The ranking Republican on the Senate Banking Committee, Richard Shelby of Alabama, said he wants the Fed to let markets work rather than opt for bailouts, even if the consequences are "brutal."

"Where do we stop? Where do we draw the line?" Shelby said. "I don't know what road" Fed officials are "going down," he said. "If they don't watch what they are doing, they are going down a path of no return."

To be sure, only a minority of lawmakers, financial professionals, and former government officials have voiced opposition to further rescues.
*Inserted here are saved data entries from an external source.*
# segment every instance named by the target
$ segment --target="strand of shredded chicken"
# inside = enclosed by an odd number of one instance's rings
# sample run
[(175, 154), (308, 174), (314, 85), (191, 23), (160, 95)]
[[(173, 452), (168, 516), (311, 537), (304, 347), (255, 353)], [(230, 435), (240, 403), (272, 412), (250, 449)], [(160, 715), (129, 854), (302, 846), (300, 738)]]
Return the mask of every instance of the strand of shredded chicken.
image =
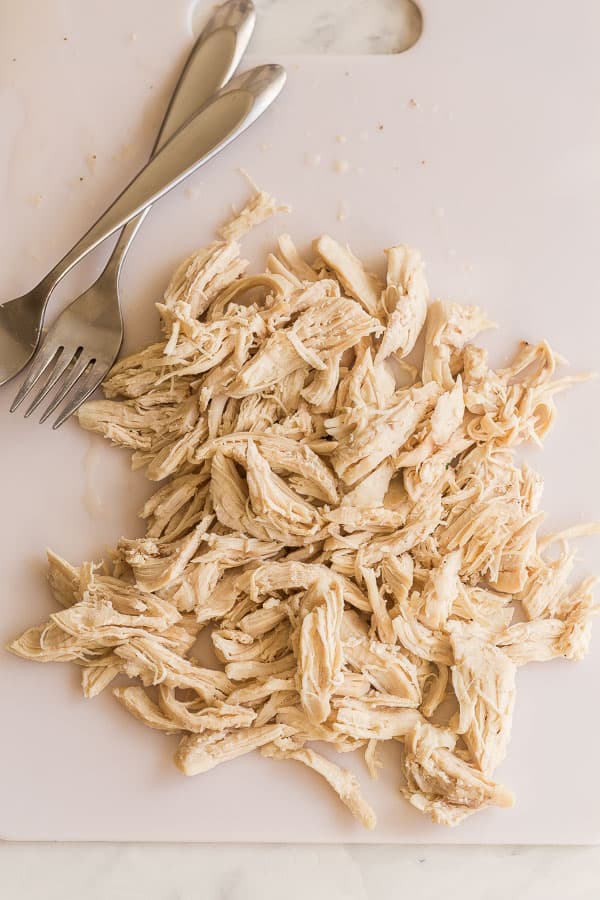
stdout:
[[(383, 283), (332, 237), (309, 261), (282, 235), (247, 275), (237, 239), (281, 209), (257, 192), (183, 262), (163, 339), (81, 409), (161, 485), (146, 536), (109, 562), (49, 554), (59, 609), (11, 649), (78, 663), (87, 697), (128, 676), (114, 696), (180, 735), (183, 773), (260, 748), (312, 768), (367, 828), (356, 777), (310, 744), (362, 749), (376, 777), (378, 743), (398, 740), (404, 796), (454, 825), (513, 803), (493, 773), (518, 667), (588, 650), (593, 580), (570, 581), (568, 539), (598, 529), (539, 538), (542, 480), (515, 459), (578, 379), (543, 341), (490, 368), (474, 343), (488, 319), (430, 302), (405, 246)], [(193, 656), (204, 628), (218, 666)]]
Prominent figures - including former Fed chief Alan Greenspan and his predecessor at the central bank, Paul A. Volcker, and presidential candidates Barack Obama and John McCain - have called the Treasury and Fed actions necessary.

Doug Elmendorf, a former economist at the Fed and Treasury, said he doesn't oppose government interventions, though he is "opposed to doing it wrong."

"I think it would be a major challenge for the government to design a fair and effective program to inject funds into financial institutions," said Elmendorf, now a senior fellow at the Brookings Institution. "Structuring either of those in a way that doesn't reward mistaken private investments is very difficult."